Mein Leben richtete sich plötzlich nach seinen Schritten: Aufstehen, wenn er leise fiepte; rausgehen, wenn er unruhig zum Balkon lief; früher ins Bett, weil er abends seinen festen Platz am Fußende suchte.
Eines Morgens blieb er beim Aufstehen einfach stehen und sackte halb wieder zurück auf die Decke.
Panik schoss mir durch den Körper. Ich kniete mich zu ihm, legte ihm die Hand auf die Brust. Sein Herz schlug noch ruhig, aber er atmete schwer.
„Komm, alter Junge“, murmelte ich. „Wir zwei sind noch nicht fertig.“
Ich rief die Tierärztin im Nachbarort, Frau Doktor Wieland.

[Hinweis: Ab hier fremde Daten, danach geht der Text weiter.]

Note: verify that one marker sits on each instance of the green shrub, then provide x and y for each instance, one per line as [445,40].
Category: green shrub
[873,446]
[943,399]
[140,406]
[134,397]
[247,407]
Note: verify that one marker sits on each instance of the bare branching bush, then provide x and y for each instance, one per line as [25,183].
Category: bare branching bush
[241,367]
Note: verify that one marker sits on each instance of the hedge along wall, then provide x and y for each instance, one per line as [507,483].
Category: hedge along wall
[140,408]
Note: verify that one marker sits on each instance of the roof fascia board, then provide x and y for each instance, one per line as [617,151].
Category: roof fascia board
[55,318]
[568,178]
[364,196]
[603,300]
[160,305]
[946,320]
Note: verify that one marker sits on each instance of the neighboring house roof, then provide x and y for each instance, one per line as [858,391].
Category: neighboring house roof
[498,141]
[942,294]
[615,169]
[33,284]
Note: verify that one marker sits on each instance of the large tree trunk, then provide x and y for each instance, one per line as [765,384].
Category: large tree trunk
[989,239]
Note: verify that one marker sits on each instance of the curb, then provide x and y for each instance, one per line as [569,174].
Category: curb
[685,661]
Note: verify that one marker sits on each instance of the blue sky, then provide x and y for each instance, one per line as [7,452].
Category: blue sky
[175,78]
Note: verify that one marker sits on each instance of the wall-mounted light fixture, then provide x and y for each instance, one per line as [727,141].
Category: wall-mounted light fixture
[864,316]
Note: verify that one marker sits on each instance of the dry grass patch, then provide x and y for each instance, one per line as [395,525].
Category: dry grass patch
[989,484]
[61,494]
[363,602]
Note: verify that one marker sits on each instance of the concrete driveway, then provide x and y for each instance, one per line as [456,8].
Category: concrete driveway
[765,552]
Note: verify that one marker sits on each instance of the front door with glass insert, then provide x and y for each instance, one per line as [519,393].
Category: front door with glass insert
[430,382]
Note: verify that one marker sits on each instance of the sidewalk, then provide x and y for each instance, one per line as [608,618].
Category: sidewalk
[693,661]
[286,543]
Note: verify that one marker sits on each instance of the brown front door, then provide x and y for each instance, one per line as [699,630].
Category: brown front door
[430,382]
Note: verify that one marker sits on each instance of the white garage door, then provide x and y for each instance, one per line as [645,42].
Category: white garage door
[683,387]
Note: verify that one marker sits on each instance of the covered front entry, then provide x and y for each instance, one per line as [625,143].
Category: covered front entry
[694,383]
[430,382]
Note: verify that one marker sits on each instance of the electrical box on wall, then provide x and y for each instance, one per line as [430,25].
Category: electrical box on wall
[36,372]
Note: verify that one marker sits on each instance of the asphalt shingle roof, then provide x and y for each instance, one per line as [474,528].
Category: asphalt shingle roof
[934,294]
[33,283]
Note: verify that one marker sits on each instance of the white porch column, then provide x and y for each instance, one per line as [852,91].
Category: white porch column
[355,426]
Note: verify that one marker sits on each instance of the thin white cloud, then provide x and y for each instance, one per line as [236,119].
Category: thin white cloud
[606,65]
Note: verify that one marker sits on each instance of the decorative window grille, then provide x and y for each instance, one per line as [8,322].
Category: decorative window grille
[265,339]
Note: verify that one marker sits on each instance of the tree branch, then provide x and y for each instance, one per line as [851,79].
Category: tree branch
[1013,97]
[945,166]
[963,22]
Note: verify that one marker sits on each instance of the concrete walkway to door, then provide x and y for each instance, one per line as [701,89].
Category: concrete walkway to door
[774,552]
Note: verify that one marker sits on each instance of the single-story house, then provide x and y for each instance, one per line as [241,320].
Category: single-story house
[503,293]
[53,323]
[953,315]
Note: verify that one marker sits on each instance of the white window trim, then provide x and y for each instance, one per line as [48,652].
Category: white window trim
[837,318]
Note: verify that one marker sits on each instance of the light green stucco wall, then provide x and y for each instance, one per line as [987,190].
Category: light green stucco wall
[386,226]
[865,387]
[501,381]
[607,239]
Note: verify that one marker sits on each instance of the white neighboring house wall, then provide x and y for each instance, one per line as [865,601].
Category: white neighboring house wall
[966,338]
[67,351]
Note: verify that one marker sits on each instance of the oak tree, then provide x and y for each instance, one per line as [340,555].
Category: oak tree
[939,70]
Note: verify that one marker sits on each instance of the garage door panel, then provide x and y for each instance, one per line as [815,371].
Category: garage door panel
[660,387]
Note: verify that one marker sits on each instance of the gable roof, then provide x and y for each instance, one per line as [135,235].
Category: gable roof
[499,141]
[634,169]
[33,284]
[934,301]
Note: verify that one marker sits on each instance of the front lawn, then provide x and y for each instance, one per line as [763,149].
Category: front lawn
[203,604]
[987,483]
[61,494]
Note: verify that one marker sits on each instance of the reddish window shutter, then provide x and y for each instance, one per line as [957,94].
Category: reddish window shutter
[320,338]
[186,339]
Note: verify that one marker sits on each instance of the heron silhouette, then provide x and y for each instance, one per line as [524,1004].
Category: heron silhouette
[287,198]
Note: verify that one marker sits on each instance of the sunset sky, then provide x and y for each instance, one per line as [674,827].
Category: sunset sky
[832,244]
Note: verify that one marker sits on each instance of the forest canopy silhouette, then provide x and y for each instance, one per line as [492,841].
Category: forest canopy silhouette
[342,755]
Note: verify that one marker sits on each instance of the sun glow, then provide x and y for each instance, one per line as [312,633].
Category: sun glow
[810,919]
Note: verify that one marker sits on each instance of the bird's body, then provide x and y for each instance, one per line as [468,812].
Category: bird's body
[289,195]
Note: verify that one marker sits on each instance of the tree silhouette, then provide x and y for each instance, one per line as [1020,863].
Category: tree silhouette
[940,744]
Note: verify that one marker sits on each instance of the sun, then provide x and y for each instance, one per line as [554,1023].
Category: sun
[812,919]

Eine ruhige Frau mittleren Alters mit sanfter Stimme und festen Händen. Sie kannte Ernst gut und Buddy natürlich auch.
In der Praxis roch es nach Desinfektionsmittel und etwas Süßlichem. Buddy ließ alles geduldig über sich ergehen: Abhören, Abtasten, Spritze.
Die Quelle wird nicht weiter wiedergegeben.